中国の浮上に対抗して米日が安全保障と経済の両方から「対中包囲網」を強化している中、日本でも懸念の声が高まっている。力と力がぶつかる「強対強」の対立では平和を得られないという指摘だ。
朝日新聞は24日付の社説で、「透明性を欠く軍拡を続け、既存の秩序に挑む中国の対外政策が、地域に緊張をもたらしているのは紛れもない」としながらも、「力による対峙を強め、経済安全保障の名の下に、相互依存関係の切り離しを進めるだけでは、平和と安定は保てない」とし、「米国の前のめりな姿勢を抑え、対話や信頼醸成の取り組みを交えた共存の道を探ることこそ、中国の隣国でもある日本の役割だ」と指摘した。
23日、米日は首脳会談を開き、両国の安保同盟を高度化し、中国牽制のための「インド太平洋経済枠組み」(IPEF)を発足させた。経済と安保の両方で「中国締めつけ」に乗り出したのだ。

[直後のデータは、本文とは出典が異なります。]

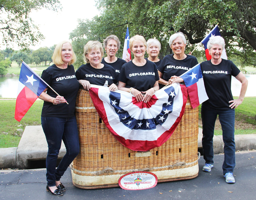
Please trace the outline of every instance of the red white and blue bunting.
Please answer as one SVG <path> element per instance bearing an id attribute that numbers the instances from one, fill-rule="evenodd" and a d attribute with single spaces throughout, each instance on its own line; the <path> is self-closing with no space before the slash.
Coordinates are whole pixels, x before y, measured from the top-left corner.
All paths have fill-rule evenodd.
<path id="1" fill-rule="evenodd" d="M 117 139 L 134 151 L 148 151 L 166 141 L 183 115 L 187 98 L 186 86 L 179 84 L 157 91 L 146 103 L 129 92 L 91 86 L 100 116 Z"/>

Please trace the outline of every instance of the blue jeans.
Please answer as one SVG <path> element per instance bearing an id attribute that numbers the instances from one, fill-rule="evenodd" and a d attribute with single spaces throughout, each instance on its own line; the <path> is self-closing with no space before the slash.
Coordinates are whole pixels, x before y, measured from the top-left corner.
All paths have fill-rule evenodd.
<path id="1" fill-rule="evenodd" d="M 219 115 L 224 142 L 224 162 L 222 165 L 223 174 L 227 172 L 233 172 L 236 165 L 234 109 L 216 109 L 203 103 L 201 112 L 203 125 L 202 144 L 206 163 L 213 164 L 213 138 L 215 122 L 217 115 Z"/>
<path id="2" fill-rule="evenodd" d="M 46 180 L 48 186 L 55 185 L 79 152 L 79 141 L 76 117 L 70 118 L 42 117 L 41 122 L 48 144 L 46 157 Z M 66 147 L 66 154 L 56 169 L 61 140 Z"/>

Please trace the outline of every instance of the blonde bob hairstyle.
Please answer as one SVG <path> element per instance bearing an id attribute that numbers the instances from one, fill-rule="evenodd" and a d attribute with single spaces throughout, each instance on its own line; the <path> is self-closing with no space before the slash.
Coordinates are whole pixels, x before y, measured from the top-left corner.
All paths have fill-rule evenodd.
<path id="1" fill-rule="evenodd" d="M 84 45 L 83 48 L 83 58 L 86 63 L 90 62 L 88 58 L 86 57 L 86 55 L 93 49 L 99 49 L 101 54 L 101 57 L 103 57 L 104 52 L 102 44 L 97 41 L 89 41 Z"/>
<path id="2" fill-rule="evenodd" d="M 148 50 L 150 46 L 151 45 L 155 45 L 158 48 L 159 51 L 161 50 L 161 43 L 157 39 L 151 38 L 148 40 L 147 41 L 147 51 Z"/>
<path id="3" fill-rule="evenodd" d="M 132 37 L 130 39 L 129 44 L 129 47 L 131 51 L 132 51 L 132 45 L 134 43 L 136 42 L 141 42 L 143 43 L 145 48 L 146 49 L 147 42 L 146 41 L 146 40 L 144 38 L 144 37 L 142 36 L 139 36 L 138 35 L 136 35 Z"/>
<path id="4" fill-rule="evenodd" d="M 61 65 L 64 64 L 61 59 L 61 51 L 62 50 L 62 45 L 63 44 L 67 43 L 69 43 L 71 45 L 73 54 L 72 59 L 68 63 L 68 64 L 69 65 L 72 64 L 74 63 L 77 60 L 77 57 L 73 51 L 73 48 L 72 47 L 71 43 L 68 41 L 63 41 L 56 45 L 52 55 L 52 62 L 56 65 Z"/>
<path id="5" fill-rule="evenodd" d="M 120 47 L 121 43 L 118 38 L 117 37 L 117 36 L 114 35 L 110 35 L 109 36 L 108 36 L 106 39 L 104 40 L 104 41 L 103 41 L 103 48 L 105 48 L 107 47 L 108 43 L 110 40 L 114 40 L 117 43 L 117 48 L 119 49 L 119 48 Z"/>

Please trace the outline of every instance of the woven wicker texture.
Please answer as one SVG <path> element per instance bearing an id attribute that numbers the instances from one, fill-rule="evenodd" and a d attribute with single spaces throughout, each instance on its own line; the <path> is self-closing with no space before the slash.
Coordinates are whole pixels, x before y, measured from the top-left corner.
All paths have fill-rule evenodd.
<path id="1" fill-rule="evenodd" d="M 189 98 L 180 122 L 169 139 L 150 150 L 149 156 L 138 157 L 137 151 L 124 146 L 112 135 L 93 108 L 89 92 L 80 89 L 76 109 L 80 152 L 72 163 L 73 172 L 82 176 L 105 175 L 197 164 L 198 108 L 193 109 L 190 103 Z M 181 162 L 186 164 L 175 165 Z"/>

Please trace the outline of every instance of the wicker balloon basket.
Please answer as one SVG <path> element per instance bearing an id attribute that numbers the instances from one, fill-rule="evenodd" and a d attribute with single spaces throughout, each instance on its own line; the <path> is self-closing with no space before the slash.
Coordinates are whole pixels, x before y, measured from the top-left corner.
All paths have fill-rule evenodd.
<path id="1" fill-rule="evenodd" d="M 88 92 L 79 90 L 76 106 L 80 152 L 70 166 L 76 186 L 118 186 L 122 175 L 138 171 L 154 173 L 158 182 L 198 175 L 198 108 L 192 109 L 189 98 L 183 116 L 169 139 L 161 146 L 145 152 L 128 149 L 112 135 L 98 115 Z"/>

同紙は特にバイデン大統領が首脳会談の記者会見で「台湾の類似した事態が発生した場合、米国が軍事的に関与するか」という質問に「そうだ」と答えたことについて、「その影響をどこまで吟味したうえでの発信だったのか」と批判した。同紙は今年2月末に始まったウクライナ戦争を取り上げ、「ロシアの侵略に正当性は全くないが、北大西洋条約機構(NATO)など西側諸国が、ロシアを(包囲・圧迫するのではなく)巻き込んだ秩序づくりに成功していれば、違った展開もありえただろう」と指摘した。さらに「互いの意思疎通を欠いたまま、包囲網ばかりを強め、力に傾斜した先に何が起こりうるのか。欧州の歩みからくみ取れる教訓もあるはずだ」と付け加えた。
東京新聞も中国に軍事力を中心に対応することの危険性を警告した。同紙は社説で、「日本の防衛力強化や防衛費増額が周辺国に脅威と映り、軍拡競争に拍車をかけることになれば本末転倒だ」と指摘した。特に、日本が直接攻撃力を持つ「敵基地攻撃能力」保有と関連し、「周辺国から先制攻撃の意図ありと疑われ、地域の緊張を高める要因にもなり得る」と強調した。柳沢協二元内閣官房副長官補も同紙に「(軍事力による)抑止は万全ではない。外交がなければ戦争を防げないことを認識すべきだ」と述べた。